What are jaw injuries and what are their causes?
Due to delicate structures on the face, the jawbones suffer significant injuries, such as fractures and dislocations. Know the first aid to apply in these cases.
The jaws are the bones that make up the lower part of the face. We have two jaws: the upper one, where the upper teeth are inserted, and the lower one, commonly called the mandible. The two jaws are joined by the temporomandibular joint, which is at the ear’s level and is easily palpable when we open and close our mouths.
Jaw fractures are the breakage of any of these bones and can occur in any part, although the most important are those of the lower jaw because of being mobile bones. There is more risk of aggravation with movement also that as it limits the use of the mouth, making it much more annoying when talking, eating, or drinking.

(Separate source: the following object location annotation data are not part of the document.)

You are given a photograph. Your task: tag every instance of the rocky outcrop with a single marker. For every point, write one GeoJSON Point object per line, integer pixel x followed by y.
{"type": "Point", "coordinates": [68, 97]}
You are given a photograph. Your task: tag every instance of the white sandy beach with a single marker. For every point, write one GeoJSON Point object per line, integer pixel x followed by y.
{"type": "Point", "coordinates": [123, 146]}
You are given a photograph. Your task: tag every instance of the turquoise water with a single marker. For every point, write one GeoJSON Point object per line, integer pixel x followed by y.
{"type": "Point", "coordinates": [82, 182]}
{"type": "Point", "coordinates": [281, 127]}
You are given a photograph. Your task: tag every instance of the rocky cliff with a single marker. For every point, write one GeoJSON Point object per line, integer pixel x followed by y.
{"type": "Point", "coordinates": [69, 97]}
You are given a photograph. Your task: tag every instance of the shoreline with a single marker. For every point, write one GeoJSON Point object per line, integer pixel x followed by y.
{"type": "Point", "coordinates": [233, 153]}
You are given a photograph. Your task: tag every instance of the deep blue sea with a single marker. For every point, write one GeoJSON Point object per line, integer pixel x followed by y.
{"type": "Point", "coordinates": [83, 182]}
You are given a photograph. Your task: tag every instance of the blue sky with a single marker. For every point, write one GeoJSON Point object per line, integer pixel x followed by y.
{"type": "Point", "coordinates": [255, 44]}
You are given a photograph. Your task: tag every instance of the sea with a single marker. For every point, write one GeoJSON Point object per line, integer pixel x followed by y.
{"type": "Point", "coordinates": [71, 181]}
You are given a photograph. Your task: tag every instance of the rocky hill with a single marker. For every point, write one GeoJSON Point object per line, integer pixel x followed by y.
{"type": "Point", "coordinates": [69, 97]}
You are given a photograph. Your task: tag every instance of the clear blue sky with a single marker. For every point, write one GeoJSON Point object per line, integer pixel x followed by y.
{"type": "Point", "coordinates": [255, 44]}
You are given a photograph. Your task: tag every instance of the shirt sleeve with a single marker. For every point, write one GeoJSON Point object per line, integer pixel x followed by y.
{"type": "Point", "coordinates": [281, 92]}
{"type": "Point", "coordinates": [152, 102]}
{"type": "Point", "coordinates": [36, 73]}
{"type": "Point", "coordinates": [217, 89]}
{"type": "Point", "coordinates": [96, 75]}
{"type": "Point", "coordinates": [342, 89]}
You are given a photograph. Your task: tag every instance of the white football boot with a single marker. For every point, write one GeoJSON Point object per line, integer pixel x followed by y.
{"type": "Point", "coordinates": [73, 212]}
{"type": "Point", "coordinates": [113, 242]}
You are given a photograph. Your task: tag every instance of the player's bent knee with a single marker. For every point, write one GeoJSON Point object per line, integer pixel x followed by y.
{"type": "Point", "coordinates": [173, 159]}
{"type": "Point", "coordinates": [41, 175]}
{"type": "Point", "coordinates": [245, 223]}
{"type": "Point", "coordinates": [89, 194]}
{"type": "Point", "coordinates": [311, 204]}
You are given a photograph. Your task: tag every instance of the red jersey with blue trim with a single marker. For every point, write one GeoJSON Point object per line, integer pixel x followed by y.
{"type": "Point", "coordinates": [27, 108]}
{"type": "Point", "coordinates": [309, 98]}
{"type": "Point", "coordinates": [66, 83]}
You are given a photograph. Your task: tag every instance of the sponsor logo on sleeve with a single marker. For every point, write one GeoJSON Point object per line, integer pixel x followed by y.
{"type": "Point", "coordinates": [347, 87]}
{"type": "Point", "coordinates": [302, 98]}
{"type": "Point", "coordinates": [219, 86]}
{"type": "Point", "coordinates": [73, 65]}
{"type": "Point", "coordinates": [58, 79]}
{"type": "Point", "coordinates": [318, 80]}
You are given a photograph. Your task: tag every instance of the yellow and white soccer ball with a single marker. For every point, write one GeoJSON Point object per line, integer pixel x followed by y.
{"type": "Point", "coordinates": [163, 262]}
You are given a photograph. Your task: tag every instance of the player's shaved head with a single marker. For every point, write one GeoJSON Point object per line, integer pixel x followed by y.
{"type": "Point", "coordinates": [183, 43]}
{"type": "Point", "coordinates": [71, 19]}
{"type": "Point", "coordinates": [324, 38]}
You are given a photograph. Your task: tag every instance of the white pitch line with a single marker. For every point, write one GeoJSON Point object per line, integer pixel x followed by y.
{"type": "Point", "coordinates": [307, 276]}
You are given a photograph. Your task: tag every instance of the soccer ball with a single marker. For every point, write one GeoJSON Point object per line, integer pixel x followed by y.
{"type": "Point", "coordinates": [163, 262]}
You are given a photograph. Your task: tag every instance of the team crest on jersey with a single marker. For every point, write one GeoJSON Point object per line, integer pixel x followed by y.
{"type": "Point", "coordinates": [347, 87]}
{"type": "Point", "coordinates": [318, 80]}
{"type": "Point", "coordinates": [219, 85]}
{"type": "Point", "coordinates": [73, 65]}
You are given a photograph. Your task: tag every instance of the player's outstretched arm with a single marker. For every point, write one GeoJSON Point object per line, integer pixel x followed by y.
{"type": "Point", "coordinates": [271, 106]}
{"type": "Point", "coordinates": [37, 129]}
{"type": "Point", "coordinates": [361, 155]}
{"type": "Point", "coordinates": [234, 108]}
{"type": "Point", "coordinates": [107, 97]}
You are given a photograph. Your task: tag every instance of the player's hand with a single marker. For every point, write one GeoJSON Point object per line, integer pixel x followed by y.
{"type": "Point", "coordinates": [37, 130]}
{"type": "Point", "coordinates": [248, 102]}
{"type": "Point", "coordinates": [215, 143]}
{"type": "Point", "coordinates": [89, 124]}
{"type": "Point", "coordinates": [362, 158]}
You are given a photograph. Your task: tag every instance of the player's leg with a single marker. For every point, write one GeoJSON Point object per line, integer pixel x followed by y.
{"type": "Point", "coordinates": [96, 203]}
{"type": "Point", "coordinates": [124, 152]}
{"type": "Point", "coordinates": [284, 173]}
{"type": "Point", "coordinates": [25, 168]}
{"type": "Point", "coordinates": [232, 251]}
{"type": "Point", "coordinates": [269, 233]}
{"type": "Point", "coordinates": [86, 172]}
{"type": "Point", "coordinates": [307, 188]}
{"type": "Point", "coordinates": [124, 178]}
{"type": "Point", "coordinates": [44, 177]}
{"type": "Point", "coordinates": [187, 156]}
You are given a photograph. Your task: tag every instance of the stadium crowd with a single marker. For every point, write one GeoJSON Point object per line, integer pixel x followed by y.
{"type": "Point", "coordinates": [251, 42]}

Another type of maxillary injury is dislocation, which occurs at the joint level and may or may not is accompanied by breakage. It occurs when the lower jaw is displaced from its natural position, and the joint is dislocated, like when two pieces should be together falling apart.
Causes of jaw injuries
Like any other bone in the body, if a force greater than its resistance is applied to the jaw, it will eventually break or dislocate. By this rule of three, it follows that any strong impact can be the cause of the jaw injury (either fracture or dislocation), including:
- Blows for physical aggression, very common in fights with direct punches to the face.
- Accidents of any kind, both car and work.
- Sports injuries; Contact sports are one of the main causes of jaw injuries.
- Joint hypermobility. This is a disease of the tissues, including tendons, muscles, and ligaments, making the joints more flexible and weaker because the structures cannot hold the bone in place, and dislocations are very easy.
- Some people can dislocate their jaw by opening their mouth too wide, such as yawning, screaming, or vomiting. Also, biting into something very hard can dislocate the jaw.
Symptoms of a jaw injury
The signs of a jaw fracture and a dislocated jaw are slightly different, and it never hurts to learn the difference. Regarding maxillary fractures, the most common symptoms are:
- Pain that worsens when you open and closes your mouth, limiting movement.
- Bleeding from the mouth and bruising of the face when blood vessels have been damaged.
- The teeth sometimes appear broken or move.
- If a facial nerve has been damaged, you may feel a tingling and numbness in the jaw.
- Deformation of the jaw, sometimes noticeable protrusions, or a different appearance.
If the cause of the dislocated jaw is traumatic, some of the symptoms listed above may appear. However, the characteristics of a dislocated jaw are:
- Pain localized in the jaw joint, in front of the ear on the affected side. It is aggravated when chewing. This is also a cause of difficulty speaking.
- Sometimes it is impossible to close the mouth, and there is constant drooling.
- The deformation is obvious, the jaw is crooked or tilted forward, and when closing the mouth, the teeth are not aligned correctly.